BİZİM MESAJIMIZI DA ONLAR ANLADI MI?

Türkiye atlatılması zor bir virajı geride bıraktı.

Ülkeyi bu sert dönemeçte toplamak her yöneticinin harcı değil. Başbakan ilk günlerdeki çıkışlarıyla hep eleştirildi. Fakat o eleştirileri yöneltenler bile aslında Başbakan’ın geri adım atmaması ve Ak Parti tabanının Başbakanına sahip çıkmasıyla rüzgarın ters döndüğü kanaatinde.

Bu süreçte ülke kaybetti. Zarar gördü. Ancak görünen o ki sürecin galibi yine başbakan oldu.

Olayı her açıdan inceledik. Konuştuk ele aldık. Gezi’de ki gençlere kulak kabarttık. Acaba ne istiyorlar? Bunlar hep soruldu. Ama sürecin eksik bir ayağının olduğunu düşünüyorum.

Hani bugün popüler söylemle “duran adama karşı duran adamlar”, kimse onlara bir şey sormadı.

Ak Parti Genel Merkezindeyim. 2. Kata çıktım. Gençlik Kollarının bulunduğu kata.

Zafer Çubukçu bire bir tanıdığım bir isim. Ak Parti Genel Merkez Gençlik Kollar Başkanı. Aslında onlar kullanmasa da Gençlik Kolları Genel Başkanı.

Zafer Çubukçu’yu başkan olmadan öncede tanıdığım için açıklıkla konuşmakta ve sormakta zorluk yaşamadım.

Sohbet ve kahve... Sohbetin teması ise, Gezi Parkı eylemleri ve sonrasında yaşananlar. Kısacası Ak Parti Gençliği bu konuda ne düşünüyor? Nasıl hissediyor?

Sohbetin bitiminde teşkilat mensuplarından birkaç arkadaşla da sohbet etme imkanımız oldu.

Sohbette konuşulanları bire bir aktarmak istemiyorum. Uzun yazıların okunmadığı düşüncesindeyim.

Ancak izlenimlerimi buraya aktarmak istiyorum.

Ak Parti gençliği çok heyecanlı. Adeta yerlerinde duramıyorlar.

Bir tanesinin söylediğine çok güldüm. “Murat ağabey, iktidar partisi olmak zor, çalışıyoruz ama yinede üzerimizde bir atalet vardı. İşin aslı otur otur sıkılmıştık zaten.”

Hep birlikte gülüyoruz.

Gençler bu olayın uluslar arası bir komplo olduğunda hem fikir. En ufak bir şüphe bile yok.

Başbakanlarının ise her anlamda arkasındalar. Başbakan az bile sertleşti diyorlar.

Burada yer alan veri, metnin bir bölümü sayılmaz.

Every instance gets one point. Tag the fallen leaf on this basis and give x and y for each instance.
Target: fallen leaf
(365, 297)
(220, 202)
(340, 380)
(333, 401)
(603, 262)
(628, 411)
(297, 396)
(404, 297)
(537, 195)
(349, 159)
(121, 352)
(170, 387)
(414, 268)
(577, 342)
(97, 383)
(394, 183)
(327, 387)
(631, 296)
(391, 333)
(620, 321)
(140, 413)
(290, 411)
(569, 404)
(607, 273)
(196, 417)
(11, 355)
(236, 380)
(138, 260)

Ne istediler de olmadı bu ülkede diyorlar.

18 yaşına kadar sağlık güvencesinden tutun, açılan üniversitelere, kalkan harçlar kadar pek çok icraat saydılar.

Yani diyorlar. Tek derdimiz istihdam. Onu da ekonomik gelişmeler çerçevesinde yavaş yavaş hükümetimiz ortada kaldıracak inşallah diyorlar.

Kısacası bu ülkede gençlerin sokaklara dökülüp yakıp yıkmalarını gerektirecek bir durum yok. Ama gelin görün ki uluslar arası komplocular ve karmaşa mühendislerinin gazına gelip ortalığı yakıp yıktılar diyorlar.

Kısacası, Ak Parti Gençliği yapılanlara öfkeli, Başbakanlarının arkasında ve inanılmaz bir motivasyonla çalışıyorlar.

Biz Gezi eylemlerinde verilen mesajı anladık, ama onlarda yapılan mitingleri anladı mı, mesajı aldılar mı? Diyorlar.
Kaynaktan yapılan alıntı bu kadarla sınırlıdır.